Singapore made the right decision for not voting out the better singers in the competition.
Tonight nurul was ousted.
I know she wont last that long in the competition cos she IS quite bland.
I cant seem to stay awake most of the time when she performed.
And I'm so happy HADY stay on. WHEE!
My 60 cents didnt go to waste.
This is the 2nd time I voted for someone throughout the 2 season of SI. (the 1st was TAUFIQ duh!)
Now I'm really rooting for Hady. His performance yesterday was superb! I love his rendition of Lagenda by Sheila Majid. Make me melt. Ah...
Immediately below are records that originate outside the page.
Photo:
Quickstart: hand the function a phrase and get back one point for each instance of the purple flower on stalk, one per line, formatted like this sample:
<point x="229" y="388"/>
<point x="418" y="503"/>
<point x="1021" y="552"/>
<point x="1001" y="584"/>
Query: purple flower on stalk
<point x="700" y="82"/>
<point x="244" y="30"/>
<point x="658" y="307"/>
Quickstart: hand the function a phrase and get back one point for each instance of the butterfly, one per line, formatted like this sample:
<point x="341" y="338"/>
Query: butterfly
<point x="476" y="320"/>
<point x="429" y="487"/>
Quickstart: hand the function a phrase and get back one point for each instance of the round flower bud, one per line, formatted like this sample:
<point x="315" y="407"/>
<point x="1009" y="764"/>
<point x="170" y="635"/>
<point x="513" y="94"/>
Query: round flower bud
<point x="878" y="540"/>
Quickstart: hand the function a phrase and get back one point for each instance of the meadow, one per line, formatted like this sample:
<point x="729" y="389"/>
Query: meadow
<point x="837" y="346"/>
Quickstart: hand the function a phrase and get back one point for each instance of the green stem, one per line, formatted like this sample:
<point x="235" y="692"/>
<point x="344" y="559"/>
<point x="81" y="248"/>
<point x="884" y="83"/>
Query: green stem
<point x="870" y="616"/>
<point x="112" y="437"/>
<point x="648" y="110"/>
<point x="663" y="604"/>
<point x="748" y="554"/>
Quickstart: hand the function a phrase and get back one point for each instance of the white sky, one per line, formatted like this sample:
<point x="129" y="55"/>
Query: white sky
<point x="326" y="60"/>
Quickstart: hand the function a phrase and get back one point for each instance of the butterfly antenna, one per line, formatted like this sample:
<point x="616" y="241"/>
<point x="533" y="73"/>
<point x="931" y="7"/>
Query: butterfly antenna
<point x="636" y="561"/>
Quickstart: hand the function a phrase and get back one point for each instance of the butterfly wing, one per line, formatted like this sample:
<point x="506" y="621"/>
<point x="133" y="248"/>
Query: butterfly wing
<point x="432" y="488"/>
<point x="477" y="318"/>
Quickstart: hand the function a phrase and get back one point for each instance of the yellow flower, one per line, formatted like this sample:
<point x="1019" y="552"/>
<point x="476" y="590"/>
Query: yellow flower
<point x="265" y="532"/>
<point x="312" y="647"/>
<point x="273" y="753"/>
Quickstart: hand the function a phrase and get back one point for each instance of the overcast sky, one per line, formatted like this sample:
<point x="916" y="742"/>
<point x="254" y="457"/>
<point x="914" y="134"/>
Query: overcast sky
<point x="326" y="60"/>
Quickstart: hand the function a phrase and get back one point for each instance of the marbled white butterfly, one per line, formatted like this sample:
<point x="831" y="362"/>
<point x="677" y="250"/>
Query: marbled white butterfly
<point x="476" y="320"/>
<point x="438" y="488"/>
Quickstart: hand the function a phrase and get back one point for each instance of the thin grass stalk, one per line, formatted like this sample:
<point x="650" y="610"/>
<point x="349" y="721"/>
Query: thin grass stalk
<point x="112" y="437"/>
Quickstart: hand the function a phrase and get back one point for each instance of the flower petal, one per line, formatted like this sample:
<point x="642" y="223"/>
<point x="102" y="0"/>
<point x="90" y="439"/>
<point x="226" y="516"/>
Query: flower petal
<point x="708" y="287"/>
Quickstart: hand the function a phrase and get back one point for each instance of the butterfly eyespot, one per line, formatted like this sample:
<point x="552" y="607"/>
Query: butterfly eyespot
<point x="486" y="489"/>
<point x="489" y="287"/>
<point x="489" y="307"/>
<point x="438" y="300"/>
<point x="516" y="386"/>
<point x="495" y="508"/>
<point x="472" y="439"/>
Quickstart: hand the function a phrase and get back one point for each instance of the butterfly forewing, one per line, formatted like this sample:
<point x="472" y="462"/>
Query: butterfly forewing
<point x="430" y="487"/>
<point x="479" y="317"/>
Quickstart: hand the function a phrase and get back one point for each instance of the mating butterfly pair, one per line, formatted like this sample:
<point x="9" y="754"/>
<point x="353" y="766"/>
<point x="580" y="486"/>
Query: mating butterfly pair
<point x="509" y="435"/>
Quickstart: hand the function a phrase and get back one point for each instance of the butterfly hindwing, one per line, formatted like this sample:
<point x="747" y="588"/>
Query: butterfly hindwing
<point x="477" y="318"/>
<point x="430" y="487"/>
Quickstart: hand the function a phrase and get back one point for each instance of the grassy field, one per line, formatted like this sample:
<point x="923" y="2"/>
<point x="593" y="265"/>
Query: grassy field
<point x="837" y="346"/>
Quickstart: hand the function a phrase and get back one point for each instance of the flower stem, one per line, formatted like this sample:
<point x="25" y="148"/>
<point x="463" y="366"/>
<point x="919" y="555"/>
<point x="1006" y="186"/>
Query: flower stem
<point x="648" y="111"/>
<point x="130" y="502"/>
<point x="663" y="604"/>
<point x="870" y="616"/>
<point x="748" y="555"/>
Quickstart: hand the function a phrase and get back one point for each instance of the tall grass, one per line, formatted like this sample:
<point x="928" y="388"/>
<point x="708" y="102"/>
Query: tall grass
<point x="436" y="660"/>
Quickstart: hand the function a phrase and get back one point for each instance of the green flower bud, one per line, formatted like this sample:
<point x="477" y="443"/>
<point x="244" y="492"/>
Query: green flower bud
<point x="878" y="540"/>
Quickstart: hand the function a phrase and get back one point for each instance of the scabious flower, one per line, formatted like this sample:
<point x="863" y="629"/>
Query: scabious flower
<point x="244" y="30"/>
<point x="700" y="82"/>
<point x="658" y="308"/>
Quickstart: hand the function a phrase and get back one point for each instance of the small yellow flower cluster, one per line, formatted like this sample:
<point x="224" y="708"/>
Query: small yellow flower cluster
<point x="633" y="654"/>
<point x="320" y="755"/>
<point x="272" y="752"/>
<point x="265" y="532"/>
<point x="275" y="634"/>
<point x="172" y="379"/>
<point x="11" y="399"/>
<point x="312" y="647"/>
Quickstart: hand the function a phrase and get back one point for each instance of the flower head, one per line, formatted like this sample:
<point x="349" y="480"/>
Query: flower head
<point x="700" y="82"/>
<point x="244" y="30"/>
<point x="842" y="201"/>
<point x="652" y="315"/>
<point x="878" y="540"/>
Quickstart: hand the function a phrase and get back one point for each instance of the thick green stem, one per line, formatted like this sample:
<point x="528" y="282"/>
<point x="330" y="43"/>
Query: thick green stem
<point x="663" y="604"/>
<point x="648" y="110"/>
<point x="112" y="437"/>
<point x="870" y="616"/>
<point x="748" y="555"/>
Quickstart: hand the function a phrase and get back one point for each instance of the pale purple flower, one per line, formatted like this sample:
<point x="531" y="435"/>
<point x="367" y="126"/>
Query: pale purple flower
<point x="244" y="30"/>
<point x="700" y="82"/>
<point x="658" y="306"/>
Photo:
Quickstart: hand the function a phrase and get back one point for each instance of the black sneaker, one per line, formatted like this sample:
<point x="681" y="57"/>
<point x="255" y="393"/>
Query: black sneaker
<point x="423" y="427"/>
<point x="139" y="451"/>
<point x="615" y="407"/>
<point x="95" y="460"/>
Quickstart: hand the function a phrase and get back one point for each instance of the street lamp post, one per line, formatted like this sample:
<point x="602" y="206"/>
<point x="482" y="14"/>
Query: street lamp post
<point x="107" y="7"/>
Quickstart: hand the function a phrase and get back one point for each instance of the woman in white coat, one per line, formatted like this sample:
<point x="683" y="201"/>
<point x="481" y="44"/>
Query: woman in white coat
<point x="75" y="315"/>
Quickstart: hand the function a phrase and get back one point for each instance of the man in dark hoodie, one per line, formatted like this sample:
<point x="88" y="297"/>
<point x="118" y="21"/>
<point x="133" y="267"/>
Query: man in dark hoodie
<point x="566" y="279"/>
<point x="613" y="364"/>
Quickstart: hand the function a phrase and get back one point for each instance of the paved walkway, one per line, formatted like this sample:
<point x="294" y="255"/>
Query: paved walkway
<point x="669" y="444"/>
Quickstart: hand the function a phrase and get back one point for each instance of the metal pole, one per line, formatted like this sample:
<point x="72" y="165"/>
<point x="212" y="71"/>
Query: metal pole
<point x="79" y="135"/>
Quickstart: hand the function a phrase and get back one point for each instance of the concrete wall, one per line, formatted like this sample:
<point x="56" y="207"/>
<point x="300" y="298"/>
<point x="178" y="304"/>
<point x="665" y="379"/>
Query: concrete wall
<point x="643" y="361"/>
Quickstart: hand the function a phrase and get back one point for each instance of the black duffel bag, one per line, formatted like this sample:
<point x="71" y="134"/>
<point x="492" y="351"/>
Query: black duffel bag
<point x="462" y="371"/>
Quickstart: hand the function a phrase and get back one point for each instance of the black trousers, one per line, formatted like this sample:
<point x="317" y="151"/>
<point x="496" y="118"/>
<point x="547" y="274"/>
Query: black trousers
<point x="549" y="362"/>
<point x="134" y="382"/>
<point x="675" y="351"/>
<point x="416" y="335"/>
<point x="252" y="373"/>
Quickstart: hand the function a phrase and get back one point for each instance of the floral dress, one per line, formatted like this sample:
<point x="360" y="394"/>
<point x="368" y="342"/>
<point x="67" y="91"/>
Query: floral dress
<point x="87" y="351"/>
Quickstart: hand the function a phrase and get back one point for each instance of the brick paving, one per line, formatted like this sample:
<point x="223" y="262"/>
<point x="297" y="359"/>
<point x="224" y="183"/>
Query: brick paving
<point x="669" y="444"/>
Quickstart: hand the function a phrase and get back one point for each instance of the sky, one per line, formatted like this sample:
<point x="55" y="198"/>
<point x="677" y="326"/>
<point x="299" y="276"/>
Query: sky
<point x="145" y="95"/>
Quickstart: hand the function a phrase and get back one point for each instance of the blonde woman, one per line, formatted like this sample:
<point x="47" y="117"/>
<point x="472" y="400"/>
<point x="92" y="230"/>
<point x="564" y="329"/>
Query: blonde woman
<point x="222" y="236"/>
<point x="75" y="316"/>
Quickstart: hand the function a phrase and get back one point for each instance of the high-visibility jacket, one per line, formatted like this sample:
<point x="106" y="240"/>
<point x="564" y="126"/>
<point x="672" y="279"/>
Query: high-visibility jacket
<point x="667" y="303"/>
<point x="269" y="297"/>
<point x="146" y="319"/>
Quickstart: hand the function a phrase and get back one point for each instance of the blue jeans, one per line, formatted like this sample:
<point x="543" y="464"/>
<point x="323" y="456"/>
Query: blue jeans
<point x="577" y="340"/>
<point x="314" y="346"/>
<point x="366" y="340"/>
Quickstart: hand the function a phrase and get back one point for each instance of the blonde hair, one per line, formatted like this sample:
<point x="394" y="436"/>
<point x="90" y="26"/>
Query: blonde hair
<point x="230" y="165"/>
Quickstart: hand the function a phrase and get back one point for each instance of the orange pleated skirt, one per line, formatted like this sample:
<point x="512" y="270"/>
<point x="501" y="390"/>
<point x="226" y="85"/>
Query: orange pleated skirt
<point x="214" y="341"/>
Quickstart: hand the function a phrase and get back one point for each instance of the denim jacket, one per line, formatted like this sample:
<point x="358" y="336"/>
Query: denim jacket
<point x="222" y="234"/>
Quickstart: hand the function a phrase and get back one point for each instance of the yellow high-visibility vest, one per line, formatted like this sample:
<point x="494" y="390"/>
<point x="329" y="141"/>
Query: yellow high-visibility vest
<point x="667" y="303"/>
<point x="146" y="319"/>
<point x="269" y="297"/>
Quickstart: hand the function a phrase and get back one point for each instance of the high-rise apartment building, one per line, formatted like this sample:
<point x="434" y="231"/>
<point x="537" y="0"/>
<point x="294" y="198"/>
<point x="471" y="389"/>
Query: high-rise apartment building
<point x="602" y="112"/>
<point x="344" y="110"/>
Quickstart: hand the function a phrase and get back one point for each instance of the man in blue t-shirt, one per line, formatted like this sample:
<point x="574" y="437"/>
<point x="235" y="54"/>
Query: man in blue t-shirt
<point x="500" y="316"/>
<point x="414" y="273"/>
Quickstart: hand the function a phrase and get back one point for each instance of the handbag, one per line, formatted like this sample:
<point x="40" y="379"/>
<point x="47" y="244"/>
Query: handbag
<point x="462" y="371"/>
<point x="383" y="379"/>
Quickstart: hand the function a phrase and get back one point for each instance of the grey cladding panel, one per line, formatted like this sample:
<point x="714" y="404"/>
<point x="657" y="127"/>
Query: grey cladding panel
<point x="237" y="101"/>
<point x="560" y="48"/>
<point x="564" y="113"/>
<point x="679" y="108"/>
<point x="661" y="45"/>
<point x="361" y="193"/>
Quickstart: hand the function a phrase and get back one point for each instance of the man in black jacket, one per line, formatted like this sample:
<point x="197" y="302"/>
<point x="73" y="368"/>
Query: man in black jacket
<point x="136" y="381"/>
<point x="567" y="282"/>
On the other hand, Joakim still stay on. Ya I've to agree with Dick and Flo that the way he handled all those criticism and controversy was commendable. And I also forget that he is just 18 years old. Despite how much I hate his singing and his personality, I still think he handle those shitty stuffs very well. For an 18 year old..Oh my what you expect and it's not his fault that he's bless with good looks and gain instant popularity by those teenage girls. Singapore decide who they want to vote. Not him. Pity him abit lah eh.
I think enough of SI. Now, I'm freaking depress!! I'm facing a MAJOR problem right now and I dont know how to solve it. Help!! Someone please help!! I am gaining WEIGHT! Yes, Halimah is officially growing HORIZONTALLY every single day! Blame my colleagues please! They feed me sooo well. I really need to discipline myself already. Even my mom said I've become BUNCIT!! Argh!! Stress!! Basically that's the only stress I'm facing currently. Wahaha!
So happy lah life down at Hoh Law. At least I wont have to worry about pre-mature aging! Haha! No need to use Olay to fight 7 signs of aging. Hehe!
Ok I need to highlight something very important here. haiz. You know I received a question smack right in front of my face. Snap me back to reality. He asked me..
"Where is the ambitious you I used to know?"
Upon hearing that, I was speechless and angry at myself.
How can I completely erase that fighting spirit in me?!
How can I change the used-to-be strong Halimah?
How can I become so dependant?
How can I be so weak?
How can I let my heart do more of the thinking than my BRAIN?
Gosh! I need to find the old Halimah back. I'm in dire need of some serious identity searching.
I need to gain back my fighting spirit. The competitive me. The girl who used to believe nothing is impossible. The girl who is willing to go against all odds to get what she want. And her wants are simple. And I believe it's achievable.
i can do it i can do it i can do it i can do it yes i can!!